I upgraded an Angular 2.1.0 project to 2.3.1 this morning, and since then 5 of my 86 tests fail with the following error:

Failed: Attempted to assign to readonly property. set@webpack:///~/@angular/core/src/facade/errors.js:43:33 <- src/test.ts:12465:52

Here is the simplest test that is failing:

/* tslint:disable:no-unused-variable */
import {async, ComponentFixture, TestBed} from '@angular/core/testing';
import {ProfileComponent} from './profile.component';
import {TranslateModule, TranslateService} from 'ng2-translate';
import {FormsModule} from '@angular/forms';
import {ProfileService} from '../profile.service';
import {ProfileServiceStub} from '../../../testing/profile-service-stub';
import {TranslateServiceStub} from '../../../testing/translate-service-stub';
import {NotificationsServiceStub} from '../../../testing/notifications-service-stub';
import {NotificationsService} from 'angular2-notifications';

describe('ProfileComponent', () => {
  let component: ProfileComponent;
  let fixture: ComponentFixture<ProfileComponent>;
  const profileServiceStub = new ProfileServiceStub(5000);

  beforeEach(async(() => {
    TestBed.configureTestingModule({
      declarations: [ProfileComponent],
      imports: [
        TranslateModule, FormsModule
      ],
      providers: [
        {provide: ProfileService, useValue: profileServiceStub},
        {provide: TranslateService, useClass: TranslateServiceStub},
        {provide: NotificationsService, useClass: NotificationsServiceStub}
      ]
    }).compileComponents();
  }));

  beforeEach(() => {
    fixture = TestBed.createComponent(ProfileComponent);
    component = fixture.componentInstance;
    fixture.detectChanges();
  });

  it('should create', () => {
    expect(component).toBeTruthy();
  });
});

I don't see any structural difference in the way the test is set up, so I guess it has something to do with something I'm doing.

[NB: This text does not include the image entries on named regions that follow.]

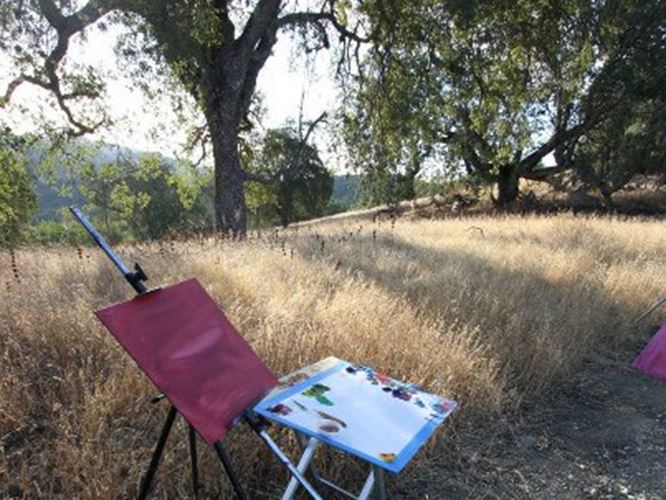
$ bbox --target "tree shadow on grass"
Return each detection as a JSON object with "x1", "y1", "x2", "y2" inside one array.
[{"x1": 289, "y1": 229, "x2": 634, "y2": 392}]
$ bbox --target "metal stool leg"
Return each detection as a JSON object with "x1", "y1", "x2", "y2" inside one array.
[
  {"x1": 138, "y1": 406, "x2": 176, "y2": 500},
  {"x1": 282, "y1": 438, "x2": 319, "y2": 500},
  {"x1": 257, "y1": 430, "x2": 322, "y2": 500}
]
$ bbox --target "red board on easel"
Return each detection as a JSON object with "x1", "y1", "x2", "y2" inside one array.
[
  {"x1": 96, "y1": 279, "x2": 277, "y2": 445},
  {"x1": 634, "y1": 324, "x2": 666, "y2": 380}
]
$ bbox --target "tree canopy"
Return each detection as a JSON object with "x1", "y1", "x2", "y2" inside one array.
[
  {"x1": 0, "y1": 0, "x2": 374, "y2": 236},
  {"x1": 248, "y1": 128, "x2": 333, "y2": 227},
  {"x1": 0, "y1": 126, "x2": 37, "y2": 246},
  {"x1": 345, "y1": 0, "x2": 666, "y2": 205}
]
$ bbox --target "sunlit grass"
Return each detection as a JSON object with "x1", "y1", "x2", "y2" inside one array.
[{"x1": 0, "y1": 216, "x2": 666, "y2": 498}]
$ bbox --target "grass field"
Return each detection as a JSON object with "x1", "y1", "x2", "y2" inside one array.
[{"x1": 0, "y1": 216, "x2": 666, "y2": 498}]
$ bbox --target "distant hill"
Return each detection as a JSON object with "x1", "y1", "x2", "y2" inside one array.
[{"x1": 28, "y1": 146, "x2": 359, "y2": 221}]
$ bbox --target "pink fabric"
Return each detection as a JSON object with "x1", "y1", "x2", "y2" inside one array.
[
  {"x1": 96, "y1": 279, "x2": 277, "y2": 444},
  {"x1": 634, "y1": 324, "x2": 666, "y2": 380}
]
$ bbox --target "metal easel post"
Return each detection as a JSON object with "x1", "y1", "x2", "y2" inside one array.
[
  {"x1": 69, "y1": 207, "x2": 246, "y2": 500},
  {"x1": 138, "y1": 406, "x2": 177, "y2": 500},
  {"x1": 187, "y1": 423, "x2": 199, "y2": 499}
]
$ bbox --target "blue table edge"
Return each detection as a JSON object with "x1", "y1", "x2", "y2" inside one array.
[{"x1": 254, "y1": 360, "x2": 458, "y2": 474}]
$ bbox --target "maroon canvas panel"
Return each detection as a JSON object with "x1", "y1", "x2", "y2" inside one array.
[
  {"x1": 634, "y1": 324, "x2": 666, "y2": 380},
  {"x1": 96, "y1": 279, "x2": 277, "y2": 444}
]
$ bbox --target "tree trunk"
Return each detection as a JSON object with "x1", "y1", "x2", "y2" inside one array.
[
  {"x1": 497, "y1": 165, "x2": 519, "y2": 208},
  {"x1": 207, "y1": 101, "x2": 247, "y2": 238}
]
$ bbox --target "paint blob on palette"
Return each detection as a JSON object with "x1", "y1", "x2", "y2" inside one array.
[{"x1": 255, "y1": 358, "x2": 457, "y2": 473}]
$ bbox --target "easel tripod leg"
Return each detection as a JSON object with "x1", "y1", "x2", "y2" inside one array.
[
  {"x1": 213, "y1": 441, "x2": 247, "y2": 500},
  {"x1": 138, "y1": 406, "x2": 176, "y2": 500},
  {"x1": 188, "y1": 424, "x2": 199, "y2": 499}
]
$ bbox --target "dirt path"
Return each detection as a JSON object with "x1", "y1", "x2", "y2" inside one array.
[{"x1": 408, "y1": 338, "x2": 666, "y2": 499}]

And when I have a look at errors.js, the incriminated line looks like this:

set: function (message) { this._nativeError.message = message; },

I really don't know how to troubleshoot that.

like image 654
Sebastien Avatar asked Jan 13 '17 13:01

Sebastien


1 Answers

I figured out what the problem was. I added a console.log() in the errors.js file where the error was reported and I got more information about the context. In fact I was using a stub for those tests that missed a specific EventEmitter. This triggered an error but there seems to be a bug in error reporting that prevented karma from outputting the right message.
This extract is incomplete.